Ohio Church Wants Rapper's Sign Gone


Members of an Ohio church want a rapper to take down his billboard advertisement that is near the church.  In response, rapper Marcellus Hale went to the Calvary Missionary Baptist Church on March 18 to appeal to its members for their support.

Hale hoped to dispel concerns about the billboard among church members, reports ABC 22.

“I’m hoping to promote good music coming from Dayton. I am trying to show anything is possible,” said Hale.

“I put all the money into the billboard by myself from T-shirt sales to CD’s. Now I am just trying to make good promotions so everybody can see it and acknowledge it.”

The billboard features rapper Marcellus Hale’s face while he holds wads of cash up to his ear.  The phrase “Who is Cellus Hale?” appears next to the rapper, and “Coming Soon” appears beneath the image.

Members of the Baptist church reportedly feel that it sends the “wrong message” and have expressed their disapproval of the sign.
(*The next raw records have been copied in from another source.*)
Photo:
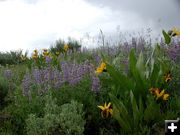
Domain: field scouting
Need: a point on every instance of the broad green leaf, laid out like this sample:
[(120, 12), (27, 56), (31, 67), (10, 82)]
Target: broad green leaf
[(166, 37), (135, 109), (120, 113)]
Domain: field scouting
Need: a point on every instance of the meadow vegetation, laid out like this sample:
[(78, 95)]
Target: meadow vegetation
[(127, 89)]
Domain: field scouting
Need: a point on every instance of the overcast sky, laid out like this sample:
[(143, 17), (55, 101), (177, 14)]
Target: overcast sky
[(34, 24)]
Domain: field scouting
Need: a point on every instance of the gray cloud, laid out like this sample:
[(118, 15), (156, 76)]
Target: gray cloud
[(163, 13)]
Hale was shocked at the churchgoers’ reaction to the sign.

“I was actually surprised about it because I am not trying to promote violence, promote drugs and weapons to the city. I am actually trying to show people [there are] other ways to make it out instead of that,” said Hale.

Some church members reportedly became sympathetic to Hale’s billboard after his visit.

“It’s a young man starting out trying to make a living for himself. He is not promoting violence. I don’t see nothing violent there,” said Dorris Hemphill, a member of Calvary Missionary Baptist Church.

Even if the churchgoers wanted to remove Hale’s billboard, they might have a hard time legally doing so.  Advertisements enjoy some free speech protection under the 1st Amendment of the U.S. Constitution, according to University of North Carolina law professor David Owens.

“Town[s] can certainly regulate signs. But there are limits on the authority of the town to regulate the content of a sign,” wrote Owens on his blog.

Hale said that he wants to be a role model for Dayton’s young people, emphasizing that he does not want trouble with the local church.